1. Premessa: il problema dei “falsi dirigenti”
Una recente sentenza (n. 37 del 17 marzo 2015) della Corte costituzionale ha comportato la decadenza di circa 700 funzionari dell’Agenzia delle entrate, che erano stati “elevati” al ruolo di dirigenti pur senza aver partecipato a un normale concorso.
Questi soggetti da anni svolgevano le funzioni dirigenziali (come “reggenti”), firmando gli avvisi di accertamento e gli altri atti impositivi sulla base di deleghe del direttore dell’Ufficio che venivano illegittimamente reiterate nel tempo in modo continuativo, in contrasto con la natura necessariamente temporanea dell’istituto della reggenza.
Alla luce della sentenza della Corte costituzionale si pone il problema della legittimità degli atti firmati negli anni dai “falsi dirigenti” dichiarati decaduti.
Sull’argomento hanno immediatamente preso posizione il direttore dell’Agenzia delle entrate Rossella Orlandi e il Ministro dell’Economia Padoa Schioppa, i quali hanno dichiarato che, a loro avviso “gli atti sono validi, non si facciano spendere soldi inutili ai cittadini per i ricorsi”
Tuttavia vanno susseguendosi in Italia diverse sentenze delle Commissioni tributarie che ritengono nulli gli atti firmai dai “falsi dirigenti”. In questo senso si sono ad oggi pronunciate, tra le altre, le Commissioni tributarie provinciali di Campobasso, Lecce, Reggio Emilia, e Milano.

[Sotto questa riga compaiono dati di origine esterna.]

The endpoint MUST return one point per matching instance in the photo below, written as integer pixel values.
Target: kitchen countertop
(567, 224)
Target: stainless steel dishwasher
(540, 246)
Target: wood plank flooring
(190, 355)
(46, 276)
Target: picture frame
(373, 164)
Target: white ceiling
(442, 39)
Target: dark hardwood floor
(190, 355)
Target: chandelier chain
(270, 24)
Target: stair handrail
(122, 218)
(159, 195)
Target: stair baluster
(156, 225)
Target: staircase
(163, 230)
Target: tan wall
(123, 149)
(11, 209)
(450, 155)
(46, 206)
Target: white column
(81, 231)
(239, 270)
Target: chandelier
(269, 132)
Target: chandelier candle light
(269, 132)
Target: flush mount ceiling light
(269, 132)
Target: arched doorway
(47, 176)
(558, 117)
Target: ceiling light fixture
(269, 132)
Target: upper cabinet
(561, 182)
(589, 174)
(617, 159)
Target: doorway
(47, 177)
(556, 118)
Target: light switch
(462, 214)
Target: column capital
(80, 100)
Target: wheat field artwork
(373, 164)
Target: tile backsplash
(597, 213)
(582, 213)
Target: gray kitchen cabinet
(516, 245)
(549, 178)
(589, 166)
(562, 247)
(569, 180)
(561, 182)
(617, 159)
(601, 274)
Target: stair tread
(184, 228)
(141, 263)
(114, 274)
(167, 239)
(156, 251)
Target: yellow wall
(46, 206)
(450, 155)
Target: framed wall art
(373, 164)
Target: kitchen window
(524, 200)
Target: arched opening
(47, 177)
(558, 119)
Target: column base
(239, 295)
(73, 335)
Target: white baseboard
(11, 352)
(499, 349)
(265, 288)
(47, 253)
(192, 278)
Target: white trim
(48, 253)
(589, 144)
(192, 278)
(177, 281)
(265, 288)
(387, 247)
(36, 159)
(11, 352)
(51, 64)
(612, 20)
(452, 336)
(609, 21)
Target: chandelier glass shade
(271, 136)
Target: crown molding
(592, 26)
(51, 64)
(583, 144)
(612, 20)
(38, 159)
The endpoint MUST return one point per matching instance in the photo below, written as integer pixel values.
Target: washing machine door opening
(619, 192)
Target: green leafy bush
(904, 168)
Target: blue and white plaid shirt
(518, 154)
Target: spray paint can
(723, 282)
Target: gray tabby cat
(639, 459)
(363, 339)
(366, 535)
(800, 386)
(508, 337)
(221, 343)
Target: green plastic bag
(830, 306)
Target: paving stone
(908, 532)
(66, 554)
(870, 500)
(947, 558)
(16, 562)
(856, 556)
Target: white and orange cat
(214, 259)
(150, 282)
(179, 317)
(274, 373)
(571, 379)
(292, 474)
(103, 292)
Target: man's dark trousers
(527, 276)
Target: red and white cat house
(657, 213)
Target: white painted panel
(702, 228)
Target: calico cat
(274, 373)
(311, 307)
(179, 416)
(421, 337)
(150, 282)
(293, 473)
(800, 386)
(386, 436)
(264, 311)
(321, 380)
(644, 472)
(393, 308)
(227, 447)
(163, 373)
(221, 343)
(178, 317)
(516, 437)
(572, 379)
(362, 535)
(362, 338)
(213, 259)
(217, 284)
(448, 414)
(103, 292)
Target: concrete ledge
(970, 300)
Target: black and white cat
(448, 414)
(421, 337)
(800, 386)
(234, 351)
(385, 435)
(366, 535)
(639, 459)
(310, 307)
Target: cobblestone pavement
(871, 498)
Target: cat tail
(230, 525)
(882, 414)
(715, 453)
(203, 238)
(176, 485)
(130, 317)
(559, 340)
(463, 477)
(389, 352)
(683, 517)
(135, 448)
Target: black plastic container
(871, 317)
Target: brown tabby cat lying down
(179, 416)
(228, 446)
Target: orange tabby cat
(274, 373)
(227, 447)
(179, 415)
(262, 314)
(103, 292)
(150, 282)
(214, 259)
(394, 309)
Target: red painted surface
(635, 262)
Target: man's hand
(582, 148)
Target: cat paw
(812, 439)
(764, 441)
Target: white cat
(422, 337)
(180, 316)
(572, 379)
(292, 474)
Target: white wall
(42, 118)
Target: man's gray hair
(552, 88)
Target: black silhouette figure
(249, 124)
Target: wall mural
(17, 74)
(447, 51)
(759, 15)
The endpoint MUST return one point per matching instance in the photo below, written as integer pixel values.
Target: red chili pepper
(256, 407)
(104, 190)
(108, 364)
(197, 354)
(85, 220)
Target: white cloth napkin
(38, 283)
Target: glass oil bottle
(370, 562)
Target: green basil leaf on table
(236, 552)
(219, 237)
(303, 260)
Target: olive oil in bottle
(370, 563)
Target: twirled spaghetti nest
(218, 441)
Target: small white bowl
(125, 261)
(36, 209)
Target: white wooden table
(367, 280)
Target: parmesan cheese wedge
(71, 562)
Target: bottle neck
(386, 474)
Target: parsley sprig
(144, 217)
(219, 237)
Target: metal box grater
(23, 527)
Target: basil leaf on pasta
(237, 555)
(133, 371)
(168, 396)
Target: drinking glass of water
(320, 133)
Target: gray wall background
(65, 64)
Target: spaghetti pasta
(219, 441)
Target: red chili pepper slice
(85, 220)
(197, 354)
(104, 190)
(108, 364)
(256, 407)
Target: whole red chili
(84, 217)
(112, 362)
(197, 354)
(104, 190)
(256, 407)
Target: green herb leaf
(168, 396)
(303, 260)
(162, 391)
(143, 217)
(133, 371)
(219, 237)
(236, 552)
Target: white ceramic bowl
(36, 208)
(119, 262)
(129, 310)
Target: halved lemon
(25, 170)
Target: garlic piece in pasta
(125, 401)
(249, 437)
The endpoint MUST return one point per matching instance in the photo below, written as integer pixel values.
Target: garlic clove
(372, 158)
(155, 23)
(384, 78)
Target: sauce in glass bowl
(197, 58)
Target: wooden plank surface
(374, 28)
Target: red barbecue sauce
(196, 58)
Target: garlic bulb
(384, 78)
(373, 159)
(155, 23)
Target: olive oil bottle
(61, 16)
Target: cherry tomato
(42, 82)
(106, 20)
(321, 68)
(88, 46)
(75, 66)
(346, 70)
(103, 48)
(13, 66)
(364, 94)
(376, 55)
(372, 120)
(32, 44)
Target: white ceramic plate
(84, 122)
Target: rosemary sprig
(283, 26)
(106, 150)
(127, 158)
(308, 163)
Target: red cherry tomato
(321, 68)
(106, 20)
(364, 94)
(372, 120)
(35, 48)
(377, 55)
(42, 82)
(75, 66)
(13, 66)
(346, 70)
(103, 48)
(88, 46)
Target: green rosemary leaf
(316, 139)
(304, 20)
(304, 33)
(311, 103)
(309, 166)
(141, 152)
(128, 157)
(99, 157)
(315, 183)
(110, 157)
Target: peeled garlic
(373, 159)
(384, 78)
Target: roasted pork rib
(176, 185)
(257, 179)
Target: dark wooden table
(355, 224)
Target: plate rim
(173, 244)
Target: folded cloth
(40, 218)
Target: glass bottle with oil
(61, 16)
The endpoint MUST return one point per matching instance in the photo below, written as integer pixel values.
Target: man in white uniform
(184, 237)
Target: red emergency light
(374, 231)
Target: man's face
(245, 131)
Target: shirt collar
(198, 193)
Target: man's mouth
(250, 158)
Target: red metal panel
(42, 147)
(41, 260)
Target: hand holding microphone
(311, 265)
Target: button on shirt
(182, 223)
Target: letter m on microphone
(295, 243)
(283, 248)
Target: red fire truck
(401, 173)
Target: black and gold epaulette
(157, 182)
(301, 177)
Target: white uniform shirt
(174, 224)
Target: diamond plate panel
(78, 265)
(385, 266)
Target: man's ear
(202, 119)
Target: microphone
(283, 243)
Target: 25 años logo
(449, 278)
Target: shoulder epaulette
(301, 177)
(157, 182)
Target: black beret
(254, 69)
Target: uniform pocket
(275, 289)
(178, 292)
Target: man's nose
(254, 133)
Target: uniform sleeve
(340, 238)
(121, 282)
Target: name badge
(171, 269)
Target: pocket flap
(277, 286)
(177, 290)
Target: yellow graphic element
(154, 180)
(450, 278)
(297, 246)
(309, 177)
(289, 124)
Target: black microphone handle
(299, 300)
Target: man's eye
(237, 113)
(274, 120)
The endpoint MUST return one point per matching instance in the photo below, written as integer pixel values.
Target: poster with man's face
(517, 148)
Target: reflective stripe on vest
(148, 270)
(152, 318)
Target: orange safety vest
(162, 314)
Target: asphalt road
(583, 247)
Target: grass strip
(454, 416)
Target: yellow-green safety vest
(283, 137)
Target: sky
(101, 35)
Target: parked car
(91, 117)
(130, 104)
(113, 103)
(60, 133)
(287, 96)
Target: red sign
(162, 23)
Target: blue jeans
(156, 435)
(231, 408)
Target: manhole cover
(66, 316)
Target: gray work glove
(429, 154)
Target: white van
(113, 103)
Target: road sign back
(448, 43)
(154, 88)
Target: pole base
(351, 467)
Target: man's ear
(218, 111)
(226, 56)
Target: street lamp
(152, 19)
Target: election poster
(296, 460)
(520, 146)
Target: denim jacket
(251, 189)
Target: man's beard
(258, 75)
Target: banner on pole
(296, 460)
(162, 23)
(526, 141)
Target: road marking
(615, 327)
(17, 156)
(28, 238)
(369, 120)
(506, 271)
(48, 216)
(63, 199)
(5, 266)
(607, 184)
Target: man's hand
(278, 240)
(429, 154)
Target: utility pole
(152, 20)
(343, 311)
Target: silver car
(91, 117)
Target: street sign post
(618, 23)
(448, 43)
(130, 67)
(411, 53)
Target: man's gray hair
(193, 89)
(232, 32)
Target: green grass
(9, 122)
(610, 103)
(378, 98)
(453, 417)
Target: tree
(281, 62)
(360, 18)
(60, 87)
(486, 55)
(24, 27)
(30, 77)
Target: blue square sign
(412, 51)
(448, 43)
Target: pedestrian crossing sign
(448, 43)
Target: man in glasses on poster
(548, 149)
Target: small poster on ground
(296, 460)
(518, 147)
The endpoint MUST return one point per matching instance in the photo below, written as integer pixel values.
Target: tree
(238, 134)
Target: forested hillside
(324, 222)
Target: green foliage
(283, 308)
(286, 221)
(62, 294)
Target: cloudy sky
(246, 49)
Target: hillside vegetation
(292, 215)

La situazione, secondo alcune recenti indiscrezioni, è talmente grave da aver incrinato il rapporto di fiducia tra Renzi e la Orlani, direttore dell’Agenzia delle entrate
2. La sentenza della CTP di Trapani
Anche i contribuenti siciliani possono ben sperare.
La Commissione tributaria provinciale di Trapani, presidente Roberto Angelo De Simone, relatore Antonino Arangio, giudice Pier Luigi Tomaiuoli, accogliendo il ricorso di un’imprenditrice di Trapani, assistita dal prof. Alessandro Dagnino, avvocato tributarista di Palermo, ha annullato due avvisi di accertamento in materia di IRPEF, IRAP e IVA, per gli anni 2008 e 2009, del valore di complessivi 65.000 euro circa, affermando che “l’avviso di accertamento è nullo … se non reca la sottoscrizione del capo dell’Ufficio o di altro impiegato della carriera direttiva da lui delegato (cfr. Corte cost. n. 37/2015)”.
“Se la sottoscrizione non è quella del titolare dell’Ufficio incombe all’Ufficio dimostrare, in caso di contestazione come nella specie, il corretto esercizio del potere sostitutivo da parte del sottoscrittore e la presenza della delega del titolare dell’ufficio”.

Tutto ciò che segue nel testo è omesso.